Star Wars: The High Republic: The Fallen Star
- Author: Claudia Gray
- Audio read by: Marc Thompson
- Language: English
- Genre: Science fiction
- Publisher: Del Rey
- Publication date: January 4, 2022
- Publication place: United States
- Media type: Print (hardcover, e-book, audiobook
- Pages: 352
- ISBN: 978-0593355398
- Preceded by: Star Wars: The Rising Storm

= Star Wars: The Fallen Star =

2022 science fiction novel by Claudia Gray

Star Wars: The High Republic: The Fallen Star is a novel written by Claudia Gray and is the final adult novel in the Star Wars: The High Republic franchise's first phase, Light of the Jedi. It is a direct sequel to Light of the Jedi and The Rising Storm taking place 200 years before Star Wars: The Phantom Menace. It follows the continued conflict between the Jedi Order and the Nihil.

==Premise==
The Jedi deal with the aftermath of tragedy and a widespread attack on the Republic Fair, dubbed the "conflagrine on the flames" by the "space Vikings" known as the Nihil. As Knights and Padawans stationed on Starlight Beacon recuperate from injuries and emotional trauma, Marchion Ro prepares his deadliest attack on the Order.

==Marketing==
The novel's title was revealed at San Diego Comic-Con in July 2021 along with three other novels in the third wave of Light of the Jedi. The tagline associated with the third wave was "The Light of the Jedi goes dark", hinting at the increasingly grim direction the novel is set to take the franchise towards.

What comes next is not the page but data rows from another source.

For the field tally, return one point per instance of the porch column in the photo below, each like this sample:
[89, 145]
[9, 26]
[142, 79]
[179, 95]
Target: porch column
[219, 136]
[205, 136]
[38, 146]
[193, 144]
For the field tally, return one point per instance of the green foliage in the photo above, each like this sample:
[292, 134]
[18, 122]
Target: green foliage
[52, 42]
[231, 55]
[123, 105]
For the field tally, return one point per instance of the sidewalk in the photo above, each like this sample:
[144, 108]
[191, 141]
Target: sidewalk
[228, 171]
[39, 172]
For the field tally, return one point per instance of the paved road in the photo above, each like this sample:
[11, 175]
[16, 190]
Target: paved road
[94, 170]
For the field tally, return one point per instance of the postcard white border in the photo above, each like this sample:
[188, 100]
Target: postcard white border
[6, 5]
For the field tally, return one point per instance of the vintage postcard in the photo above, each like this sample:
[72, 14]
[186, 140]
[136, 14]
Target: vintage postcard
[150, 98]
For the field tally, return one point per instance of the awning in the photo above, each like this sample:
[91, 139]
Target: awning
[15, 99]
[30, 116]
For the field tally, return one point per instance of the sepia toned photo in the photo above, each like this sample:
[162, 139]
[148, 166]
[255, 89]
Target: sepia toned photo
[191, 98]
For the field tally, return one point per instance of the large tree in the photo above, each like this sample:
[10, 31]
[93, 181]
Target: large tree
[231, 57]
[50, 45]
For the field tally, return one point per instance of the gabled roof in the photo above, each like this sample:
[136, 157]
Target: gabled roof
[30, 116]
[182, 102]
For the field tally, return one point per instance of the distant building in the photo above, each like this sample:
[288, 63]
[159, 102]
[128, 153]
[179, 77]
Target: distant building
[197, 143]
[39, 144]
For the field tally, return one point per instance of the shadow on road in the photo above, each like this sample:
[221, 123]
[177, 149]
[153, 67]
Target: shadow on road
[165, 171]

The first issue of a comic book, Star Wars: Halcyon Legacy (2022), features prominently a character from The Fallen Star, Nib Assek.

==Reception==
CNET said that "The Fallen Star is the most engrossing Star Wars novel in years [...]" /Film wrote: "The book is equal parts fun and tense, reading very much like a disaster escape movie from the '70s [...]" Both reviewers compared the novel to the 1980 film The Empire Strikes Back.

According to the publisher, the book is on The New York Times Best Seller list.